I decided that its murky passages were the result of one viewing and would disappear in time as we expanded intellectually.

You know what I mean. The beginning is interesting and delightful as the various sexes meet in different ways and decide to become a family. The matrimonial convention, although somewhat unusual procedurally, is fairly close to the methods in use at that time. But why does the guur suddenly proclaim she is insulted and bolt the convention?

Of course, you all know—or should—that our reservation of the pronoun “she” for guur dates from the dialogue in this stereo?

Again, why, after the guur leaves, do the others pursue her—instead of finding and mating with a more reasonable specimen? And the great spotted snake that notices the guur—we had thought till then that the guur is the one form of Plookh safe from these dread creatures: evidently we were wrong. In her flight, she passes tricephalops and sucking ivy: these ignore her; yet the great spotted snake suddenly develops a perverted fancy for her vines and tendrils.
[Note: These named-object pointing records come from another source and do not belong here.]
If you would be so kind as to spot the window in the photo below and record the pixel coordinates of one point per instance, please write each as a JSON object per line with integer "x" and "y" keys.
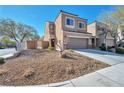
{"x": 81, "y": 25}
{"x": 51, "y": 27}
{"x": 69, "y": 22}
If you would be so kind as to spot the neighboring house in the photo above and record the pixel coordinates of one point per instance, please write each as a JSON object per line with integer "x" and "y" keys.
{"x": 97, "y": 28}
{"x": 68, "y": 31}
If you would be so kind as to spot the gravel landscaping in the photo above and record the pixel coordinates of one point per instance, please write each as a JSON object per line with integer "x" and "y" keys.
{"x": 37, "y": 67}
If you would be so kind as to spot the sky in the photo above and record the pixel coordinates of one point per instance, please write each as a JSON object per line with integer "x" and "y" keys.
{"x": 36, "y": 16}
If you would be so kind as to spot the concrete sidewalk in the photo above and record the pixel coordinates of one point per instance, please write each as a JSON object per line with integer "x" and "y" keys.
{"x": 108, "y": 77}
{"x": 106, "y": 57}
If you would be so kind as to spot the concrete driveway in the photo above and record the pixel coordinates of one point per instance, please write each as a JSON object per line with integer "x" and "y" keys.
{"x": 106, "y": 57}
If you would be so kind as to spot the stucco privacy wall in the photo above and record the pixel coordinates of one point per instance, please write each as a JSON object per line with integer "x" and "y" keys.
{"x": 59, "y": 32}
{"x": 21, "y": 46}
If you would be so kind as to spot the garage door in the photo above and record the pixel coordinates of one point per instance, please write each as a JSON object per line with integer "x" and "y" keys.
{"x": 110, "y": 42}
{"x": 77, "y": 43}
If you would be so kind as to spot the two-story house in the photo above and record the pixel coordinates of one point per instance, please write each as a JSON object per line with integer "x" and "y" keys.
{"x": 68, "y": 31}
{"x": 98, "y": 31}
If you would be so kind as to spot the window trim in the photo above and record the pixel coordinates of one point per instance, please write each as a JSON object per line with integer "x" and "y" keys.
{"x": 70, "y": 26}
{"x": 83, "y": 24}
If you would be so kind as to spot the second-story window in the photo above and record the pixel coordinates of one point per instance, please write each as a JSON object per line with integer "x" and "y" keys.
{"x": 69, "y": 22}
{"x": 81, "y": 25}
{"x": 51, "y": 27}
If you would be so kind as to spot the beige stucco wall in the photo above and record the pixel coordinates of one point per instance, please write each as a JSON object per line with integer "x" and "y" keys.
{"x": 47, "y": 34}
{"x": 76, "y": 21}
{"x": 91, "y": 28}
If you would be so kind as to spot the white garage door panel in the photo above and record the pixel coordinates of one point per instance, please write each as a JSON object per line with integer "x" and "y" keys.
{"x": 77, "y": 43}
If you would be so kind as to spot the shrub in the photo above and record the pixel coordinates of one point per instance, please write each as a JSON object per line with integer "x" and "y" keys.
{"x": 28, "y": 73}
{"x": 71, "y": 50}
{"x": 2, "y": 61}
{"x": 51, "y": 48}
{"x": 3, "y": 71}
{"x": 120, "y": 50}
{"x": 103, "y": 47}
{"x": 2, "y": 47}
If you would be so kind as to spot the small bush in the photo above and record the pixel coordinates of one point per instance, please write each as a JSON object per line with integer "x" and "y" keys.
{"x": 2, "y": 61}
{"x": 51, "y": 48}
{"x": 103, "y": 47}
{"x": 63, "y": 55}
{"x": 120, "y": 50}
{"x": 70, "y": 70}
{"x": 2, "y": 47}
{"x": 71, "y": 50}
{"x": 28, "y": 73}
{"x": 3, "y": 71}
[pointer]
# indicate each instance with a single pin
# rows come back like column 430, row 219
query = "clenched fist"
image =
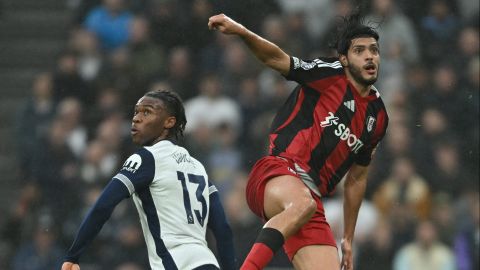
column 225, row 24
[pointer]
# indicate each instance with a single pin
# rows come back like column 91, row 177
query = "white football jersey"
column 171, row 193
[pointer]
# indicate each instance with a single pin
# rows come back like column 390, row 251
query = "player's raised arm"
column 267, row 52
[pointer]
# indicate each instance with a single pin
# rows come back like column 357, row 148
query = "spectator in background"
column 467, row 239
column 404, row 188
column 211, row 107
column 181, row 72
column 55, row 170
column 130, row 249
column 33, row 120
column 432, row 126
column 67, row 81
column 117, row 73
column 90, row 59
column 224, row 159
column 110, row 22
column 147, row 59
column 42, row 253
column 69, row 113
column 317, row 14
column 438, row 30
column 468, row 44
column 196, row 36
column 447, row 174
column 398, row 43
column 166, row 22
column 425, row 253
column 377, row 252
column 443, row 216
column 236, row 66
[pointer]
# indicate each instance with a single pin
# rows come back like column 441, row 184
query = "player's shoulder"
column 319, row 62
column 140, row 160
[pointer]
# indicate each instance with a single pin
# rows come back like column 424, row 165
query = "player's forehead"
column 147, row 101
column 363, row 42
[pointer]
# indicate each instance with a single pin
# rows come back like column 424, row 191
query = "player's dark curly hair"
column 174, row 106
column 349, row 28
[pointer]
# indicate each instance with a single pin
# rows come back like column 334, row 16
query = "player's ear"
column 170, row 122
column 343, row 60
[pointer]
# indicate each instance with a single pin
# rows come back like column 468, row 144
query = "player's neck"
column 362, row 89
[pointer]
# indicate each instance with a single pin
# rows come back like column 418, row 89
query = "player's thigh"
column 317, row 257
column 282, row 191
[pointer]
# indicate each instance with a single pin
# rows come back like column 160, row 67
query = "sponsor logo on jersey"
column 133, row 163
column 343, row 132
column 181, row 157
column 350, row 104
column 370, row 123
column 331, row 119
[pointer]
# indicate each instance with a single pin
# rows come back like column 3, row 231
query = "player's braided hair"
column 174, row 106
column 351, row 27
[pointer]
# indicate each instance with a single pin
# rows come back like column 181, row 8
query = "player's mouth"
column 133, row 131
column 370, row 68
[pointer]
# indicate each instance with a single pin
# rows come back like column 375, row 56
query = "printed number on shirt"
column 200, row 181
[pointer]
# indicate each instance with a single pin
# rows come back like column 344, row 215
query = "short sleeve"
column 305, row 71
column 138, row 171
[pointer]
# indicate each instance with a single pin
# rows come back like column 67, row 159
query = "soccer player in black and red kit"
column 329, row 126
And the battle, where the other six Plookhh fall upon and destroy the snake! Even the srob crawls out of the stream and falls gasping into the fray! It continues for a long period—the snake seems to be triumphing, logically enough—suddenly, the snake is dead.

I am an old nzred. I have seen that stereo hundreds of times, and many the ferocious spotted snake from whose jaws I have leaped. On the basis of my experience, I can only agree with the other oldsters among the Plookhh that the snake seems to have been strangled to death. I know this is not much help and I know what it means taken together with our other difficulties—but as the nzred nzredd announced at the first public showing of the stereo: “What Plookh has done, Plookh can do!”

The rest of the stereo is comprehensible enough. Which guur, no matter what her reasons for leaving the chain originally, would not joyfully return to a family powerful enough to destroy a great spotted snake? And even now we all laugh (all except mlenbb, that is) at the final sequence where the mlenb-character crawls into his burrow backward and almost breaks a flipper.

“Terrific, huh?” Shlestertrap inquired, when we had returned to his compartment. “And that process-work—it was out of this system, wasn’t it? Can I mastermind a masterpiece, or can’t I?”

I considered. “You can,” I told him at last. “This stereo will affect our way of life more than anything else in nine thousand years of Plookh history.”

He slapped his sides. “This stereo, artistically, has everything. The way I handled that finale was positively reminiscent of Chaplin in his bamboo-cane period with just a touch of the Marx Brothers and De Ska.”